くまのケーキ|レシピと作り方のコツ
切り分けたとき、子どもも大人も一度は笑ってくれます。くまのケーキは、丸い型と絞り袋があれば家庭でも作れる飾りの菓子です。顔がくずれない組み立ての順番を、順を追ってお伝えします。
先生の一言
- スポンジが膨らまない → 卵の泡立てが足りません。湯せんで温めながら、跡が3秒残るまで泡立てます。
- クリームがだれて顔が流れる → 室温が高すぎます。ボウルの下に氷水を当て、七分立てで止めます。

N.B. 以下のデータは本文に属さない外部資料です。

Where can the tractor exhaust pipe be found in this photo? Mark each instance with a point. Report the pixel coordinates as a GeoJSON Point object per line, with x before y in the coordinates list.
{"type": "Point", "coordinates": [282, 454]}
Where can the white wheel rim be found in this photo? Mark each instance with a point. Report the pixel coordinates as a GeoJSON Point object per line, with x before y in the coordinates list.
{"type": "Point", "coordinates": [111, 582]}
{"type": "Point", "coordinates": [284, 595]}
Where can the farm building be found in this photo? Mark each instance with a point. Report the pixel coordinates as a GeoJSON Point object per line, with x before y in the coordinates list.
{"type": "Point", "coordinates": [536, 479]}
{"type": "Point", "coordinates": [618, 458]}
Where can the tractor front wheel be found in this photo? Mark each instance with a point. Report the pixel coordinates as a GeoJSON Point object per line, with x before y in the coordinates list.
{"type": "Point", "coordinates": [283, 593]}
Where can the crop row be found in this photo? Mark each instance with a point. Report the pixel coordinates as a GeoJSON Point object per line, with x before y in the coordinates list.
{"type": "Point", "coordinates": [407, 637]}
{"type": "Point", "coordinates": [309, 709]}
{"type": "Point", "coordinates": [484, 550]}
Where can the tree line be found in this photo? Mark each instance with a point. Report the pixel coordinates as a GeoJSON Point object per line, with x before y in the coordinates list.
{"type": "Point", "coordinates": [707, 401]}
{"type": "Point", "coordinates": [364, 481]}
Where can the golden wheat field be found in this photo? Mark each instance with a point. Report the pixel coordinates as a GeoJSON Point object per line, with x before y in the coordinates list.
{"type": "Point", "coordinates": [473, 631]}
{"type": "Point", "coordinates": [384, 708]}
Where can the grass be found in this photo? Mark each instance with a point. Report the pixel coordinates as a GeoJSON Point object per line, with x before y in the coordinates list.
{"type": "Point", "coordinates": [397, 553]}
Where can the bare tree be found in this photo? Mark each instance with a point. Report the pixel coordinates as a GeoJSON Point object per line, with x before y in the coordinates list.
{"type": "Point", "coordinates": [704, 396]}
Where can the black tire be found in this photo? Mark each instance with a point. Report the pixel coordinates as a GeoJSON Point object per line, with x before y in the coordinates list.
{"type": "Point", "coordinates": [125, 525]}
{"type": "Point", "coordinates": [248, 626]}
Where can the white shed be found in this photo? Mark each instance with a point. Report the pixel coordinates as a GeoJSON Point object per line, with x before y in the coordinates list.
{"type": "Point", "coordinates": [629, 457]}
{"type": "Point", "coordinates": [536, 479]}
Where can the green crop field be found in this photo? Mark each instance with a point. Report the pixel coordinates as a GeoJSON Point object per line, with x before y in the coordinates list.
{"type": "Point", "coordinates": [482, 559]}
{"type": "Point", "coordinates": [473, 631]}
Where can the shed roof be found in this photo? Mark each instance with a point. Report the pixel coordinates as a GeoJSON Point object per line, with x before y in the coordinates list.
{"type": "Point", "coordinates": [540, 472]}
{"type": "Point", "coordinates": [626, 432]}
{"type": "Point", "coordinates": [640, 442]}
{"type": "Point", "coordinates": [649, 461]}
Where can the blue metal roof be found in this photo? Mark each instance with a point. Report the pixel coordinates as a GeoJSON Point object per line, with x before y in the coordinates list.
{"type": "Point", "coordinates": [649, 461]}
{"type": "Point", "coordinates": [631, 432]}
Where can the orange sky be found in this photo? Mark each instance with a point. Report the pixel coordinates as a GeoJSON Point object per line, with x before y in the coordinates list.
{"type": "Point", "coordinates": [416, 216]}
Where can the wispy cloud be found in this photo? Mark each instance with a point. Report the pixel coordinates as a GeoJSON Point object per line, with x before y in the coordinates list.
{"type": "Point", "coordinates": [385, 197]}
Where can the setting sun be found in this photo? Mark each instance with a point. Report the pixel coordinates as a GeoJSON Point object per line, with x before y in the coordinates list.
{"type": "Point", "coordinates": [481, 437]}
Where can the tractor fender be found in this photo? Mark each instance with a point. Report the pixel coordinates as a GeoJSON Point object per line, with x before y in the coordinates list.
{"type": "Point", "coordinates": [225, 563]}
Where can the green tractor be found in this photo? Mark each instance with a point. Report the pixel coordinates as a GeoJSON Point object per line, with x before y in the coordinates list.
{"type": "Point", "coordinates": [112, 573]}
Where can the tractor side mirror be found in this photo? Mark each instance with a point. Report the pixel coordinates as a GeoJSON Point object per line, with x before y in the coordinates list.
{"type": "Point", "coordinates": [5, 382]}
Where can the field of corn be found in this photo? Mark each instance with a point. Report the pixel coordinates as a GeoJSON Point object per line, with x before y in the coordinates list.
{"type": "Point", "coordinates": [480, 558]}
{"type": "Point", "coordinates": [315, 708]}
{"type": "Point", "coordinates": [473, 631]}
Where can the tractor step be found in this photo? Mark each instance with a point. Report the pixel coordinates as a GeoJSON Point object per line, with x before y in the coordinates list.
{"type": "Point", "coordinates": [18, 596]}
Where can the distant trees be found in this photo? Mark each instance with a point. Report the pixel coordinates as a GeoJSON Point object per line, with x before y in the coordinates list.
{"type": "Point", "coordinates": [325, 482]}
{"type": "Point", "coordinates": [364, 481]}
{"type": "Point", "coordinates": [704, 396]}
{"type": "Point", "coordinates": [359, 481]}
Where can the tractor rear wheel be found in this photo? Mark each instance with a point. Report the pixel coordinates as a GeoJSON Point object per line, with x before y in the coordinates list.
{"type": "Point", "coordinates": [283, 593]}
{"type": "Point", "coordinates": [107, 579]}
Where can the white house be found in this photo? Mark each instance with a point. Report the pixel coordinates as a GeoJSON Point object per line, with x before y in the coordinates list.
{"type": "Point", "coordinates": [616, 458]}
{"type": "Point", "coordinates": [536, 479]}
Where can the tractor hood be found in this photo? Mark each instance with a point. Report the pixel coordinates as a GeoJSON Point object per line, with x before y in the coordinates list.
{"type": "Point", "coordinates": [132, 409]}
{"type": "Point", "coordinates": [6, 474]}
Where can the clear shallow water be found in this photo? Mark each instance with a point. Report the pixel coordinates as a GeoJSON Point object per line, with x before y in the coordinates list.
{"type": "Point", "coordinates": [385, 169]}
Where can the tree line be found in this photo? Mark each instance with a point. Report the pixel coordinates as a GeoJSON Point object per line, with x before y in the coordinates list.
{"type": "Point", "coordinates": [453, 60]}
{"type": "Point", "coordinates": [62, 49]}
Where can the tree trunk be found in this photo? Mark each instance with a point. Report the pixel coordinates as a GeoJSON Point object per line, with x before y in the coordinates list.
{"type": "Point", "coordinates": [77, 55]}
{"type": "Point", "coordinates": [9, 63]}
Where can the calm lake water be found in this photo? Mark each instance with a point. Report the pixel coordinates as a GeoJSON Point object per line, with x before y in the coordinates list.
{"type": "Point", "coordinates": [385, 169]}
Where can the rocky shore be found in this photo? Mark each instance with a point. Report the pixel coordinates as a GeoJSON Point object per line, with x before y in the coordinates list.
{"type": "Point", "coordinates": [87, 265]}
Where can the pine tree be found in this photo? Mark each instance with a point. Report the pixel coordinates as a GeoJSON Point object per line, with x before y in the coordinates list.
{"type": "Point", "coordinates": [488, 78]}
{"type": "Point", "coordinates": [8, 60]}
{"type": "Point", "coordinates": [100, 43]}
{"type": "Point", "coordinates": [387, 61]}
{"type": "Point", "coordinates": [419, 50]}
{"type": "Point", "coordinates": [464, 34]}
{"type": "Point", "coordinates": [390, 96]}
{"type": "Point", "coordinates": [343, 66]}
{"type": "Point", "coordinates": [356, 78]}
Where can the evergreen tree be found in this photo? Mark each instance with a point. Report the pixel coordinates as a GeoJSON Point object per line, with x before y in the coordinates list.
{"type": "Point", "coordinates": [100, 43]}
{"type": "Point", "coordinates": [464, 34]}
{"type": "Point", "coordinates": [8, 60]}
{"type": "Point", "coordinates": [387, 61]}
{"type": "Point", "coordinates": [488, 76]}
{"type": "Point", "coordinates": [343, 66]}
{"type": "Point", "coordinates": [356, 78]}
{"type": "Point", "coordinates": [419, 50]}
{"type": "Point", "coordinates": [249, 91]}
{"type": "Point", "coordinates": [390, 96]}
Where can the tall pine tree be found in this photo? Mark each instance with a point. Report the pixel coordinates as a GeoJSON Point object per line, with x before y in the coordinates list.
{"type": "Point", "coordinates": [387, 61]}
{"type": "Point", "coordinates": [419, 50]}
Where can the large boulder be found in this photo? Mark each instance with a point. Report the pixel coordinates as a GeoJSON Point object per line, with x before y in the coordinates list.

- 表面がでこぼこする → 下塗りを省いています。薄く一度塗って冷やし、もう一度重ねます。
120分調理時間の目安
4人分分量
手間あり難しさ
材料(4人分)
- 卵3個室温に戻す。冷たいと泡立ちが悪い
- 砂糖90g3回に分けて加える
- 薄力粉90g二度ふるっておく
- 無塩バター30g溶かして50度に保つ
- 牛乳大さじ1溶かしバターと合わせておく
- 生クリーム300ml使う直前まで冷やす。乳脂肪分40%前後が扱いやすい
- デコレーション用の砂糖25g生クリームに加える
- ココアパウダー小さじ2耳と鼻の色づけに使う
- 板チョコレート20g目と口を描く。湯せんで溶かす
- シロップ用の水と砂糖各50ml・25g煮溶かして冷ます
作り方
卵と砂糖を湯せんで人肌まで温めながら、8分しっかり泡立てます。
理由: 生地を落として跡が3秒残れば十分な泡立ちです。
薄力粉をふるい入れ、底からすくうように30回混ぜます。
理由: 泡をつぶさず、粉気だけを消すのが目安です。
50度のバターと牛乳を加えて手早く混ぜ、15cm丸型に流します。
理由: 油脂は最後に。先に入れると泡が消えます。
170度で28分焼き、竹串を刺して何もつかなければ出します。
理由: 焼けたらすぐ型ごと10cmの高さから落とし、縮みを防ぎます。
完全に冷めたら横二枚に切り、シロップを刷毛で打ちます。
理由: 熱いうちに切ると崩れ、シロップも吸いません。
生クリームを七分立てにして間に塗り、全体を薄く覆います。
理由: 下塗りをしてから仕上げると、表面がなめらかになります。
ココアを混ぜたクリームで耳と鼻、溶かしチョコで目と口を描きます。
理由: 描く前に冷蔵で20分冷やすと、輪郭がにじみません。
保存と温め直し
| 冷蔵 | 箱に入れて冷蔵2日が目安です。においが移りやすいので、密閉して置きます。 |
|---|---|
| 冷凍 | 飾りをつける前のスポンジのみ、包んで冷凍3週間が目安です。 |
| 温め直し | 温め直しはしません。食べる15分前に冷蔵庫から出すと、クリームの口当たりがよくなります。 |
アレンジ
- 間にいちごの薄切りを挟み、酸味を足す
- ココアを生地に混ぜ、茶色いくまにする
- 耳をクッキーにして刺し、立体感を出す
卵と乳のたんぱく質、小麦のでんぷんを含みます。
講師への質問
- 顔のバランスが取れないときはどうすればいいですか
- 先に爪ようじで軽く位置の当たりをつけてください。目は中央より少し下、鼻はその中間に置くと収まります。
- 前の日に作っておくのはどうすればいいですか
- スポンジは前日に焼き、包んで冷蔵しておけます。クリームを塗るのは当日にしてください。
- 生クリームが分離してしまったときはどうすればいいですか
- 泡立てすぎです。冷たい生クリームを大さじ2加えて静かに混ぜると、なめらかさが戻ることがあります。